Why does he take on so many adaptations rather than concentrating on his own new pieces? “It’s a way of learning. You have to always be learning. You don’t know it all. The Greeks, how much they knew, how much they understood about how to construct a play. If you want to learn about Ibsen, you’ve got to go and study the mechanics of what he did, because he knows more about writing an Ibsen play than anybody else does. You’ve got to learn your craft, you’ve got to keep on learning your craft and you’ve got to keep on being threatened by what other people have done before you.”

“One of the great lessons you learn in playwriting is that so much of it depends on the conversation you have with yourself in the privacy of your own table, writing your play. You need to be very tough talking to yourself. That’s one of the reasons I do seven or eight drafts. After Observe The Sons Of Ulster Marching Towards The Somme [McGuinness’s hit play of the mid 1980s, for which he received much acclaim and the Evening Standard Award for Most Promising Playwright] I had to have a very tough talk with myself and say ‘You’ve a long way to go, you don’t know it all, you’d better get back and start again.’ Basically that’s what I do with every new play. The only thing I’ve learned in my entire life is that’s what happens with every new play; you’re starting again.”

To me, as McGuinness explains it, that sounds like a thankless task. To return to the very beginning after each project, to start as if you have never written a play before, must be hugely draining. “It’s tiring at times,” McGuinness confirms, “and it wears you out.

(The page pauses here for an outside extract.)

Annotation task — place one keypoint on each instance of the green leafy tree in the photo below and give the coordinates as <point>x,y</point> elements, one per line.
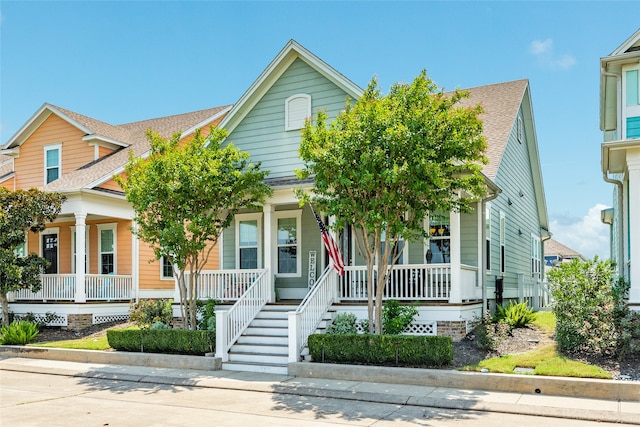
<point>184,195</point>
<point>22,211</point>
<point>389,160</point>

Writing plays is hard, and keeping on writing plays is really hard, but it’s what I want to do and you have to pay a price for it. If this is what you want to do you should stop complaining and be grateful you have a chance to do it.”

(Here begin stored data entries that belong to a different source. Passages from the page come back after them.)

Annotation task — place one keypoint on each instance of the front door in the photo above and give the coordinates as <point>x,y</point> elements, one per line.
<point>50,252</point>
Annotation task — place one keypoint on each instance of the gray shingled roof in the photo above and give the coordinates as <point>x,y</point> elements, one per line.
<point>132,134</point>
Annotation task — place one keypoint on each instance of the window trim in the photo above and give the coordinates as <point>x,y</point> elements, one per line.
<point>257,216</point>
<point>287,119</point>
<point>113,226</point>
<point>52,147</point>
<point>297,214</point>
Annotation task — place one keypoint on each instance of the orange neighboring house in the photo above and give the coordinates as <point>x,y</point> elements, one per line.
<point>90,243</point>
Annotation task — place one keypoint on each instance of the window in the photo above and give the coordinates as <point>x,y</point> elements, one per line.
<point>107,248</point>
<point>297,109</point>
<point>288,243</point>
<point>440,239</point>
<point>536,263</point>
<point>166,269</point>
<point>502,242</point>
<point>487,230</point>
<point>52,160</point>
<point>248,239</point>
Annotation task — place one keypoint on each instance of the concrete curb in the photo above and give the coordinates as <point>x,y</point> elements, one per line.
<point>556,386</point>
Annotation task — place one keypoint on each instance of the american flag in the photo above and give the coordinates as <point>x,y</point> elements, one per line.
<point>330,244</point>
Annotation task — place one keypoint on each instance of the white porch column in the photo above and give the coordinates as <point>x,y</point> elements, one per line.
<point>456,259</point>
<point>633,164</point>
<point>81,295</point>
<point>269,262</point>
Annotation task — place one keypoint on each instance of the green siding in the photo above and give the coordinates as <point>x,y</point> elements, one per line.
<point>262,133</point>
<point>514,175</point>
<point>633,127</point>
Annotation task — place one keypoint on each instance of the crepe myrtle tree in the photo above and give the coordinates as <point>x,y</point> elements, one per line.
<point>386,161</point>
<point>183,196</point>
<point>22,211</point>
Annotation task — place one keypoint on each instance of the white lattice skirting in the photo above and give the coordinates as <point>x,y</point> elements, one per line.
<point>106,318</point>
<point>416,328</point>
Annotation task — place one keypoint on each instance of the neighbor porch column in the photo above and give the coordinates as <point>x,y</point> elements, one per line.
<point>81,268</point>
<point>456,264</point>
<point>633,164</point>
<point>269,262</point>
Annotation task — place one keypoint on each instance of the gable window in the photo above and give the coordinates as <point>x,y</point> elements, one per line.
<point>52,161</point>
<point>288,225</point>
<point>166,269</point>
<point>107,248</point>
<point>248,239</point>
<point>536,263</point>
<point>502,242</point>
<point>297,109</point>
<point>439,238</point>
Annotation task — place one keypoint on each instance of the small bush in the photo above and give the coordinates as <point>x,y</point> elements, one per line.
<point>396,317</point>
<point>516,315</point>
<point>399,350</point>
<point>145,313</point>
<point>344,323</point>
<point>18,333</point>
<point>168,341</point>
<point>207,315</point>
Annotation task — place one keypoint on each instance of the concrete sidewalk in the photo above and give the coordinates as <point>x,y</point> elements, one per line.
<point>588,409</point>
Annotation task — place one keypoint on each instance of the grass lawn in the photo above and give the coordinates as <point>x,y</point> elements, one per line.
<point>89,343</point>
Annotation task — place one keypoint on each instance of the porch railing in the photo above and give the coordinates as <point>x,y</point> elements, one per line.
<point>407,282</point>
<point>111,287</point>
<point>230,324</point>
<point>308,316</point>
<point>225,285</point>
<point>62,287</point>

“If you’re going into film or television you really need serious artillery around you to look after you”

A quick glance through McGuinness’s CV confirms that writing for the theatre is indeed what he wants to do. While he wrote the screenplay for Dancing At Lughnasa and recently wrote the euthanasia drama A Short Stay In Switzerland for the BBC, it is on the stage where his work is most prolific. “I know that devil,” he says. “I love that devil.”

He has a trust for theatre that other mediums don’t evoke; outside the auditorium and in the studio he feels vulnerable. “If you’re going into film or television,” he tells me, “you really need serious artillery around you to look after you.”

He had that, he says, with A Short Stay In Switzerland, which starred Julie Walters as the English doctor Anne Turner who, after being diagnosed with a neurological condition, travels to Switzerland to end her life. “That was a special project,” he admits. “I would need to find something that touched me that deeply before I do anything like that again.”

Until that comes along, he has Greta Garbo Came To Donegal and Ghosts to keep him busy, but, he says, “That’s it for the foreseeable future. I’m going away to write after that.” He doesn’t have either an image or a title to kick him off yet, which leaves him in a suspended state. “I’ll go away, wait for something to come,” he concludes. “Hope it will come soon.”